Burkart Thierry · Nationalrat · 2018-03-06
Burkart Thierry · Nationalrat · Aargau · FDP-Liberale Fraktion · 2018-03-06
Wortprotokoll
Dieses Parlament hat dem Bundesrat den Auftrag erteilt, eine Vorlage zu erarbeiten betreffend Einführung einer elektronischen Vignette. Der Bundesrat hat eine entsprechende Vorlage in die Vernehmlassung gegeben. Die Vernehmlassung ist mittlerweile abgeschlossen. Allerdings handelt es sich bei der vorgesehenen Lösung nicht um eine elektronische Vignette, sondern um ein Kennzeichen und eine kamerabasierte Nummernschilderkennung. Meine Skepsis dagegen ist sehr gross, nicht zuletzt aufgrund dessen, dass die bundesrätliche Vorstellung auf einem veralteten System basiert, und auch in Zusammenhang mit anderen Punkten, die bereits in der Kommission für Verkehr und Fernmeldewesen beraten wurden.
Den vorliegenden Vorstoss habe ich vor der Vernehmlassung zum bundesrätlichen Vorschlag eingereicht.

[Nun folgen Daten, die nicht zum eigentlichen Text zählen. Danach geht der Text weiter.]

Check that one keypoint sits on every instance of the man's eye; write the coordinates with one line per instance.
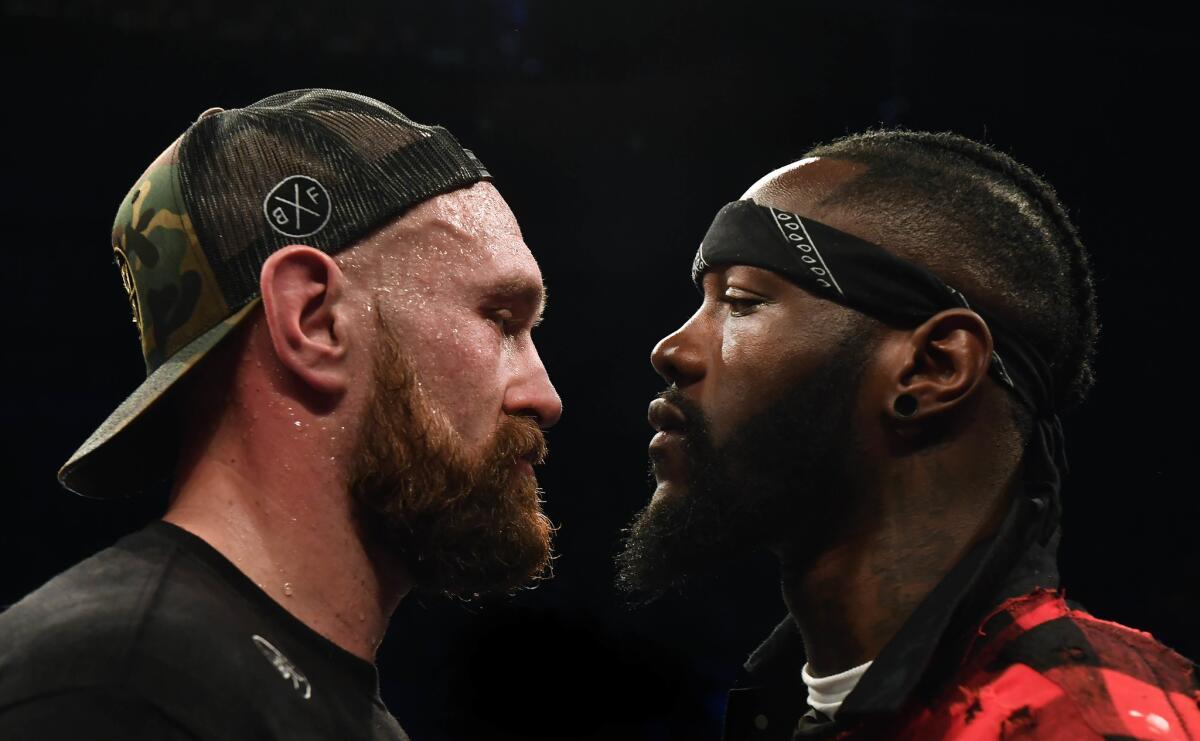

Das Ziel war, dass der Spielraum ausgenutzt werden müsste, wenn schon eine elektronische Vignette eingeführt werden soll, damit die ausländischen Strassenbenützerinnen und -benützer mehr an die Infrastruktur in unserem Land zahlen. Immerhin muss festgestellt werden, dass der Ertrag aus der Vignette - und das ist grundsätzlich der Teil, den die ausländischen Strassenbenützer finanzieren - insgesamt nur ein sehr kleiner Teil der Strassenfinanzierung ist. Im Gegensatz dazu finanzieren wir ja die Strasse insbesondere über Treibstoffabgaben, über die Autoimportsteuer usw.
Mit der Genehmigung des deutschen Modells durch die EU-Kommission wäre die Einführung einer Abstufung auch in der Schweiz möglich gewesen. Das deutsche Modell beinhaltet nämlich, dass alle Strassenbenützerinnen und Strassenbenützer die gleiche Abgabe bezahlen, dass aber der deutsche Staat eine Rückerstattung für inländische Fahrzeuge vornimmt. Dieses System wäre in der Schweiz grundsätzlich auch möglich gewesen. Natürlich hätte man ein System finden müssen, das beispielsweise über die Strassenverkehrsabgabe läuft und damit auch Ausgleichszahlungen zwischen Kantonen und Bund beinhaltet. Das wäre aber möglich gewesen. Allerdings macht ein solches System nur dann Sinn, wenn es auf einer echten elektronischen Vignette basiert. Die Einführung einer solchen elektronischen Vignette ist jedoch, wie ich vorhin ausgeführt habe, in weite Ferne gerückt, zumal ihr gegenüber von links bis rechts eine grosse Skepsis besteht.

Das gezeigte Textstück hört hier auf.